Катаболитная репрессия. Сущность катаболитной репрессии заключается в подавлении биосинтеза ферментов, обеспечивающих метаболизм одного источника углерода другим источником углерода. Ранее считали, что причина такой репрессии состоит в подавлении биосинтеза ферментов обмена одного источника углерода, продуктами катаболизма другого.

Если в питательной среде присутствуют несколько различных источников углерода, клетка микроорганизма вырабатывает ферменты для усвоения лишь одного, наиболее предпочтительного субстрата. Так, например, когда клетки выращивают на смеси глюкозы и лактозы, то в первую очередь утилизируется глюкоза. После полного использования глюкозы происходит экспрессия ферментов метаболизма лактозы (экспрессия структурных генов лактозного оперона). Лактозный оперон (lac-оперон) включает структурные гены трех ферментов: X, Y и А (отвечают за взаимозависимый синтез β-галактозидазы, галактозилпермеазы и ацетилтрансферазы), контролирующих метаболизм лактозы в клетке. Об отсутствие глюкозы в среде сигнализирует цАМФ, синтез которой подавляется в присутствии глюкозы. Уровень цАМФ в клетке является функцией активности аденилатциклазы. цАМФ является необходимым компонентом для связывания РНК-полимеразы с зоной промотора и начала транскрипции генов, ответственных за синтез данных ферментов. В присутствии глюкозы концентрация цАМФ недостаточна для образования комплекса.

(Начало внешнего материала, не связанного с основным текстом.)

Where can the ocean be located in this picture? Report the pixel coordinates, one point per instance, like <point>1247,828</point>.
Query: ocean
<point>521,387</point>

Итак, задача регуляторных механизмов заключается в эффективном регулировании и координировании путей метаболизма с целью поддержания необходимой концентрации клеточных компонентов. Кроме того, клетки должны адекватно реагировать на изменения условий окружающей среды посредством включением новых катаболических путей направленных на использование, имеющихся на данный момент питательных субстратов. Регуляция важна для поддержания баланса между энергетическими и синтетическими реакциями в клетке.

ВОПРОСЫ ДЛЯ САМОКОНТРОЛЯ:

  1. В чем сущность энергетического обмена?

  2. В чем состоит взаимосвязь конструктивного и энергетического обмена?

  3. Что такое «фосфорилирование»?

  4. Какие ферменты принимают участие в энергетическом обмене аэробов, факультативных анаэробов, облигатных анаэробов?

  5. Что подразумевается под «амфиболитическими путями»?

  6. Ферменты, и их биохимическая роль.

  7. Классификация и номенклатура ферментов.

  8. Активные центры ферментов. Субстратная специфичность.

  9. Факторы, обеспечивающие ферментативный катализ.

  10. Охарактеризуйте состояние равновесия ферментативной реакции?

  11. Почему ферменты ускоряют реакции? Что такое энергия активации?

  12. От чего зависит скорость ферментативной реакции?

  13. Что такое специфичность ферментов?

  14. Как называются ферменты, которые выделяются во внешнюю среду?

  15. Что такое индуцибельные ферменты?

  16. Что такое конститутивные ферменты?

  17. Что такое коферменты? Назовите их классы.

  18. Как называются ферменты, катализирующие синтетические процессы?

  19. Что такое ретроингибирование?

  20. Суть теории регуляции синтеза ферментов Ф.Жакоба и Ж.Моно.

  21. Объясните механизм индукции синтеза ферментов.

  22. Объясните механизм репрессии синтеза ферментов.

  23. Что такое катаболитная репрессия?